Question about Trt7.1 variable batch inference

in trt5, serialize trt with shell:
./trtexec --onnx=example.onnx --saveEngine=example.trt --fp16 --batch=5
then deserialize example.trt in my c++ project and run inference with variable batch, the time consuming is direct ratio with batch num.
For example,doing inference two times in one program life time, first with one batch and time consuming is 10ms, second with two batch which time consuming is 20ms.

in trt7.1, serialize trt with shell:
./trtexec --onnx=example.onnx --saveEngine=example.trt --minShapes=input:1x3x128x128 --optShapes=input:4x3x256x256 --maxShapes=input:5x3x256x256
For example, i program to do inference with trt7.1 two times, first with 1 batch tand ime consuming is 20ms, second with 2 batch which also consuming 20ms.
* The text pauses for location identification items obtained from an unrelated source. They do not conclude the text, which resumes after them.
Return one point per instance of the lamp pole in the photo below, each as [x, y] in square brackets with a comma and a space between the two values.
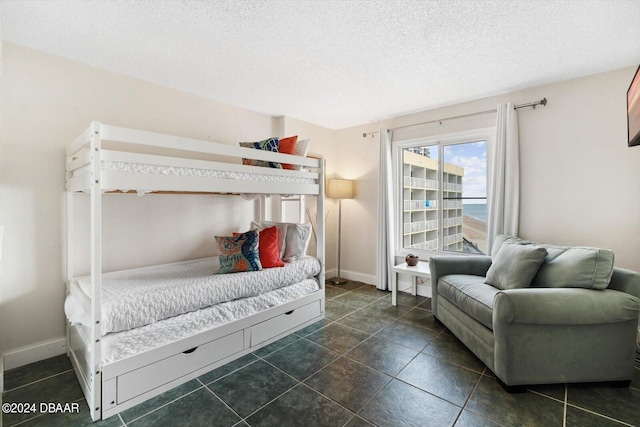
[337, 280]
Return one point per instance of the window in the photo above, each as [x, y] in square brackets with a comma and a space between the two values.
[443, 193]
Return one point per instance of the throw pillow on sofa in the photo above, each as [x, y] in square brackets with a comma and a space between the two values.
[515, 266]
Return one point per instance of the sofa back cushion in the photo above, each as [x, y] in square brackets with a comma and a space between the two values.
[567, 266]
[515, 266]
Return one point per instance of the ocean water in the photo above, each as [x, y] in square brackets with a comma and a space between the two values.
[477, 211]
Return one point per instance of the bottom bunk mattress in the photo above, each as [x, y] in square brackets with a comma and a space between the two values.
[120, 345]
[138, 297]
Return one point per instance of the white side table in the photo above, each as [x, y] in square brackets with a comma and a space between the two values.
[420, 270]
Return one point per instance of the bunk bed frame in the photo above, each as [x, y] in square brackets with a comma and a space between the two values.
[122, 384]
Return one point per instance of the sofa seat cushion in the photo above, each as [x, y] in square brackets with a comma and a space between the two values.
[470, 294]
[566, 266]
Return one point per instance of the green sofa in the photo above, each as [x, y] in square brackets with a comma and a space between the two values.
[553, 314]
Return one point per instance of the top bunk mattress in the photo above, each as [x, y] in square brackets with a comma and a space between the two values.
[146, 168]
[138, 297]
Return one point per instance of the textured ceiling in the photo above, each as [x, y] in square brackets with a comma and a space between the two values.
[335, 63]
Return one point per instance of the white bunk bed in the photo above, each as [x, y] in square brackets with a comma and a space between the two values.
[113, 386]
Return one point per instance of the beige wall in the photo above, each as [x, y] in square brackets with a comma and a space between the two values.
[48, 101]
[580, 183]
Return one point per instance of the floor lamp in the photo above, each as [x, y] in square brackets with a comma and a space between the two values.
[340, 189]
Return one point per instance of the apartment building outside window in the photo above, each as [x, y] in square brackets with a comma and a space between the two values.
[443, 193]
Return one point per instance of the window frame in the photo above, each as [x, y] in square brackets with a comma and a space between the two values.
[441, 140]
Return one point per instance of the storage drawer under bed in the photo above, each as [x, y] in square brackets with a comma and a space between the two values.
[141, 380]
[280, 324]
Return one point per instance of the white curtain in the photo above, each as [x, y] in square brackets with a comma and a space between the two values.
[386, 231]
[504, 178]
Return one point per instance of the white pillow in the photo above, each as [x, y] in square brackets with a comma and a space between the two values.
[296, 240]
[302, 149]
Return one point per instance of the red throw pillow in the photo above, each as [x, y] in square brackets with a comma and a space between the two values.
[288, 146]
[268, 248]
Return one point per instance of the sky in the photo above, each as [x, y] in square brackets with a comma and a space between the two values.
[472, 157]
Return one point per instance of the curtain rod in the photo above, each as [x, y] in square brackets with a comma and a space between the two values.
[542, 102]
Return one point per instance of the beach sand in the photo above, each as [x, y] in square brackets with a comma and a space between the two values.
[475, 231]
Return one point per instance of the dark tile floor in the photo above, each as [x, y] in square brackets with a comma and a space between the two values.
[367, 363]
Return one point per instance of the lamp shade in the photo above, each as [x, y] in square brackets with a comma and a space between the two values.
[340, 189]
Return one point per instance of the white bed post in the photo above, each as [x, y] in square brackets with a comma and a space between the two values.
[96, 271]
[320, 224]
[69, 249]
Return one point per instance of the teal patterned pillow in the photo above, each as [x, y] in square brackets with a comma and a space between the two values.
[270, 144]
[239, 253]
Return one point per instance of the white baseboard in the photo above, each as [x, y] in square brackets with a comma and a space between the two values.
[34, 353]
[352, 275]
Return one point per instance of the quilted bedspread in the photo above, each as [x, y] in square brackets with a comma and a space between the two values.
[134, 298]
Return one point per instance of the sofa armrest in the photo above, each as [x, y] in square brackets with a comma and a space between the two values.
[546, 336]
[565, 306]
[624, 280]
[440, 266]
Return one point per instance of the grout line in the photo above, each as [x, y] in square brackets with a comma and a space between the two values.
[36, 381]
[225, 404]
[566, 400]
[165, 404]
[599, 414]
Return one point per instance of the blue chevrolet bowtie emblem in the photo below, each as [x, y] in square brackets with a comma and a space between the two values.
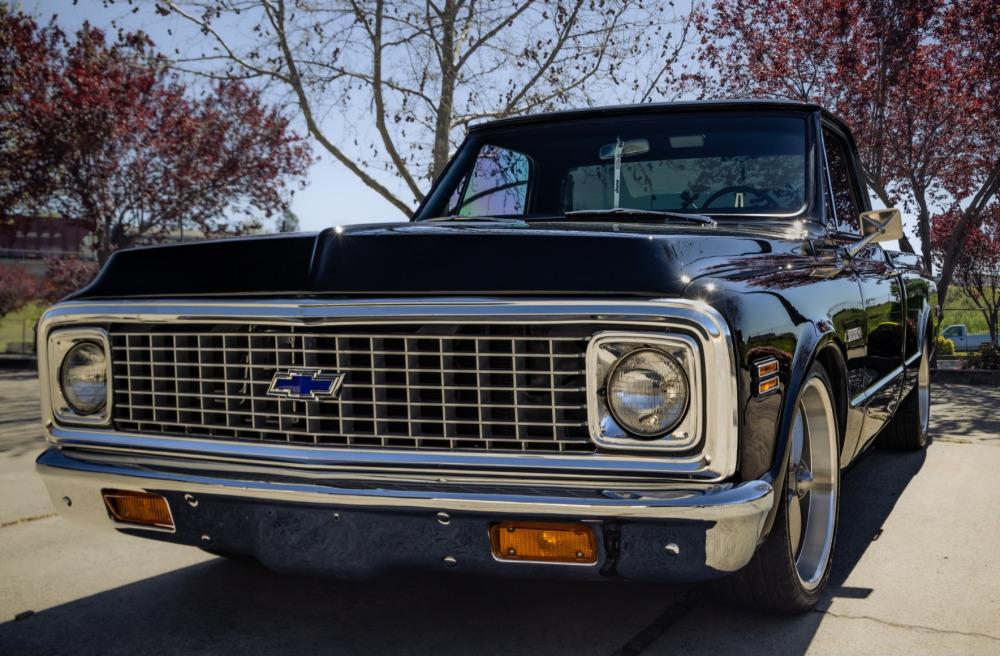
[305, 384]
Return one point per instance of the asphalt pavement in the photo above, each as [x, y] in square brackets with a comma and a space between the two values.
[916, 571]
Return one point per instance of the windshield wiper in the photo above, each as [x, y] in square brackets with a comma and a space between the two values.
[636, 213]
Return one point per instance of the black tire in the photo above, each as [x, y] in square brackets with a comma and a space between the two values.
[908, 428]
[771, 580]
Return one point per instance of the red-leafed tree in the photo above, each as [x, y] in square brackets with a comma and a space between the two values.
[898, 71]
[64, 275]
[977, 268]
[129, 151]
[971, 28]
[17, 287]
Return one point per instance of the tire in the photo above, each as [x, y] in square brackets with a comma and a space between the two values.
[907, 430]
[790, 570]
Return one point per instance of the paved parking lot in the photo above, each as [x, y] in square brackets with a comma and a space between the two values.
[917, 571]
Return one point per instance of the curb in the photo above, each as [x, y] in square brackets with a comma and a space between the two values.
[966, 376]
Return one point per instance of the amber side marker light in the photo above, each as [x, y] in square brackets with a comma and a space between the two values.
[138, 508]
[767, 376]
[546, 543]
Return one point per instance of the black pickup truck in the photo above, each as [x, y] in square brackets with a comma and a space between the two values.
[623, 343]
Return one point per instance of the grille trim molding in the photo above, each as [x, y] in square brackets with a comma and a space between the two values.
[715, 458]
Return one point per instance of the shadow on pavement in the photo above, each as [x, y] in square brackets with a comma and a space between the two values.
[20, 415]
[238, 608]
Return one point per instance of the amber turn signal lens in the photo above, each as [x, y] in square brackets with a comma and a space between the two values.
[766, 386]
[138, 508]
[548, 543]
[767, 368]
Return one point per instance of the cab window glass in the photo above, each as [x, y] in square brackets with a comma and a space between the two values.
[497, 184]
[844, 204]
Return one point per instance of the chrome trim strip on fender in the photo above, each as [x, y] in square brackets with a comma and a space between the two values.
[716, 460]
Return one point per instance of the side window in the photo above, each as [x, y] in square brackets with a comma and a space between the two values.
[844, 203]
[497, 185]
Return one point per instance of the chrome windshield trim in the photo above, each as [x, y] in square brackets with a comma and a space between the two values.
[715, 461]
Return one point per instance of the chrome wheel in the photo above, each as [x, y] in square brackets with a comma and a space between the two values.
[924, 390]
[813, 480]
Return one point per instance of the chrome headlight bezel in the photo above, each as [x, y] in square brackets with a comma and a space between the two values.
[616, 412]
[604, 353]
[60, 343]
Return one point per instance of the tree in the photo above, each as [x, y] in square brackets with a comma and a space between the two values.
[409, 76]
[289, 221]
[17, 287]
[127, 149]
[977, 269]
[64, 275]
[972, 29]
[889, 68]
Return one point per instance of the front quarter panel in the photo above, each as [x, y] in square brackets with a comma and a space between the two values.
[793, 310]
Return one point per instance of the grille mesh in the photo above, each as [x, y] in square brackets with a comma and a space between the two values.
[463, 387]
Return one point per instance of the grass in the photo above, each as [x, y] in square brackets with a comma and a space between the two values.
[17, 327]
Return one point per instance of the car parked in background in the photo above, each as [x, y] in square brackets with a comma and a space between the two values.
[963, 340]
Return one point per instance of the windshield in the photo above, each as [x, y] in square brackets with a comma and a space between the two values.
[718, 165]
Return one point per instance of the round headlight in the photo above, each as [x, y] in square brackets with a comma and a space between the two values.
[648, 392]
[83, 378]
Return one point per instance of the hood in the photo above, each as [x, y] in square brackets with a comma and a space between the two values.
[443, 259]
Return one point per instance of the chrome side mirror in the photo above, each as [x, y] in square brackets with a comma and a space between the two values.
[877, 226]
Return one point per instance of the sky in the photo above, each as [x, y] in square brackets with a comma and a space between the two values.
[333, 195]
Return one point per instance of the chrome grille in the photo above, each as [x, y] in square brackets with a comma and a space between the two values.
[465, 387]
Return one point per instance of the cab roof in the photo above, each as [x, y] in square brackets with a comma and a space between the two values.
[653, 108]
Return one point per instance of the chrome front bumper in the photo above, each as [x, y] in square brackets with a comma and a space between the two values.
[322, 522]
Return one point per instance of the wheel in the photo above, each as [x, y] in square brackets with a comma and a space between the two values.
[907, 430]
[789, 571]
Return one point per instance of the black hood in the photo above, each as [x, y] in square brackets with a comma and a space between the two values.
[437, 259]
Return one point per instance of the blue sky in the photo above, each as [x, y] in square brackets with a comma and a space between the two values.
[333, 195]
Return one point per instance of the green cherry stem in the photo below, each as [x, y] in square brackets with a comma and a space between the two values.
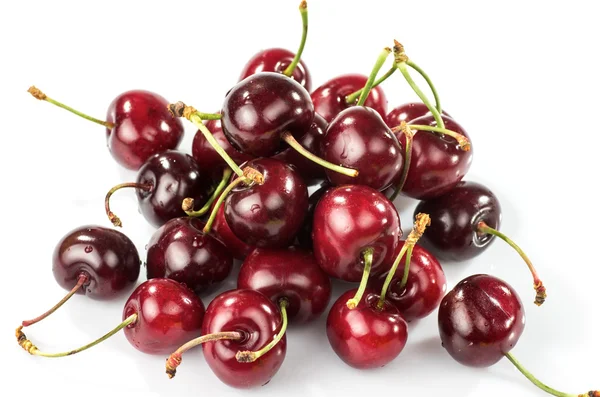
[541, 385]
[33, 350]
[421, 222]
[368, 258]
[250, 356]
[188, 203]
[369, 84]
[538, 285]
[38, 94]
[304, 14]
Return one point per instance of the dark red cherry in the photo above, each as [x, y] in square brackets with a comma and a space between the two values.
[347, 221]
[358, 138]
[168, 314]
[330, 98]
[106, 257]
[424, 289]
[277, 60]
[438, 163]
[254, 316]
[142, 128]
[480, 320]
[366, 336]
[180, 250]
[288, 273]
[311, 141]
[258, 109]
[453, 233]
[270, 214]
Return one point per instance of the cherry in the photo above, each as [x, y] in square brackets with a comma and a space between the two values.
[481, 320]
[162, 183]
[292, 274]
[138, 126]
[330, 98]
[268, 214]
[464, 222]
[236, 323]
[181, 251]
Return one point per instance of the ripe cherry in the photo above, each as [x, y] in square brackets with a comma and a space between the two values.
[480, 321]
[162, 183]
[138, 126]
[181, 251]
[292, 274]
[243, 339]
[464, 222]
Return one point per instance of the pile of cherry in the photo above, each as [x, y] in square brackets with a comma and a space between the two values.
[243, 194]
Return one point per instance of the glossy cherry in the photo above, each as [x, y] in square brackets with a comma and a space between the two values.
[277, 60]
[425, 287]
[270, 214]
[367, 336]
[358, 138]
[260, 108]
[163, 182]
[347, 221]
[292, 274]
[330, 98]
[181, 251]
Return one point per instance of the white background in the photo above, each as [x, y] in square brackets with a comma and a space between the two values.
[521, 77]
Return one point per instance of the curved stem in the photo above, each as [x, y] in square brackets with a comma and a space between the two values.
[462, 140]
[368, 258]
[174, 359]
[426, 77]
[33, 350]
[37, 94]
[188, 203]
[544, 387]
[350, 99]
[111, 216]
[369, 84]
[290, 140]
[538, 285]
[421, 222]
[304, 14]
[81, 280]
[249, 356]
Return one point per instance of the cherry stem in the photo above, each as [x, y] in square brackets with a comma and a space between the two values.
[290, 140]
[38, 94]
[33, 350]
[408, 134]
[462, 140]
[369, 84]
[174, 359]
[81, 280]
[421, 222]
[350, 99]
[111, 216]
[368, 258]
[180, 109]
[544, 387]
[250, 356]
[188, 202]
[304, 14]
[538, 285]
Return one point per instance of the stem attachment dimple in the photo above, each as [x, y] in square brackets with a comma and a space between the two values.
[538, 285]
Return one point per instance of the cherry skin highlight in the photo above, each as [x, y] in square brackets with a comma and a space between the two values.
[168, 314]
[106, 256]
[259, 320]
[292, 274]
[366, 336]
[181, 251]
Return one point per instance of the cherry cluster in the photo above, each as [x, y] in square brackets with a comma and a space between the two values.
[298, 185]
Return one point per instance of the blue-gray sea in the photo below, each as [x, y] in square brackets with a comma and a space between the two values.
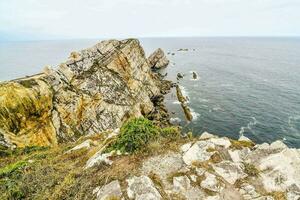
[245, 86]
I’m curious whether there is possible to do variable batch inference like using trt5 which time consumption gradually increases with batch number?


Do you need a dynamic input shape?
If the input is fixed to 256x256, please try our implicit mode with maximum batch size == 5.

$ /usr/src/tensorrt/bin/trtexec --onnx=example.onnx --maxBatch=5


Thanks, I will try it later!
Btw, should i export my onnx model with dynamic batch size, for example set batch num = -1 in onnx model?


YES. This will allow you to use different batchsize with TensorRT much easier.